Basta chewingum per terra: da oggi si riciclano

Premio letterario Raccontami una storia

Basta con le gomme da masticare attaccate alle suole delle scarpe, per non dir in posti più fastidiosi, e basta con gli stessi chewingum buttati per terra e privati d’un loro cestino riservato, per poi diventare plastica.
D’ora in poi, i cestini rosa gumdrops installati all’interno dei centri commerciali di mezza Italia restituiranno dignità alla gomma da masticare usatata. Saranno installati nei centri di Carosello, Fiordaliso, Cremona Po, Curno, Il Castello, I Portali, I Gigli e Collestrada, di proprietà di Eurocommercial Properties Italia, per una grande operazione di educazione civica e rispetto dell’ambiente.
Eurocommercial Properties Italia scende in campo contro un problema colpevolmente sottovalutato, ma le cui dimensioni e conseguenze negative sono ragguardevoli: le enormi quantità di gomme da masticare gettate a terra o attaccate a pavimenti, muri, panchine, mezzi pubblici, arredi urbani, o dovunque persone poco rispettose abbiano deciso di
disfarsene.
La società di investimento immobiliare, proprietaria di numerosi centri commerciali in Europa, lancia oggi la campagna Save the Chewingum con l’obiettivo principe di alzare il livello di attenzione e la sensibilità di tutti verso il problema dello smaltimento delle gomme da masticare, a tutela dell’ambiente e della qualità delle nostre città e dei beni comuni.
Un problema ad alto impatto sociale e ambientale Si calcola che in Italia si consumino ogni giorno circa 28 milioni di gomme da masticare e troppe finiscono dove non dovrebbero. Oltre a danneggiare l’ambiente (la degradazione naturale avviene mediamente in 5 anni), la rimozione costa oltre 1 euro ogni chewingum, quindi molto più del costo del prodotto stesso.
Legambiente stima che le gomme da masticare siano al quarto posto nella classifica dei 10 rifiuti più inquinanti del pianeta (i mozziconi di sigarette sono al secondo). Come le cicche di sigarette, quindi, i chewingum hanno un alto impatto ambientale che è doveroso affrontare.

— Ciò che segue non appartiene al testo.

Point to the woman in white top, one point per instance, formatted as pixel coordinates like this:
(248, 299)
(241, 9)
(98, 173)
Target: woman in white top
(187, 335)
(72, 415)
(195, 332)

L’invenzione dei gumdrops per raccogliere e riciclare la gomma da masticare. Una soluzione semplice ed economica per favorire comportamenti più educati e responsabili ora esiste. Qualche anno fa la designer inglese Anna Bullus, inserita dal Financial Times nel 2010 tra le prime 50 donne nel World Business Ranking, ha ideato uno speciale raccoglitore che incoraggia il corretto smaltimento delle gomme da masticare e un sistema di riciclo per trasformarle in nuova risorsa.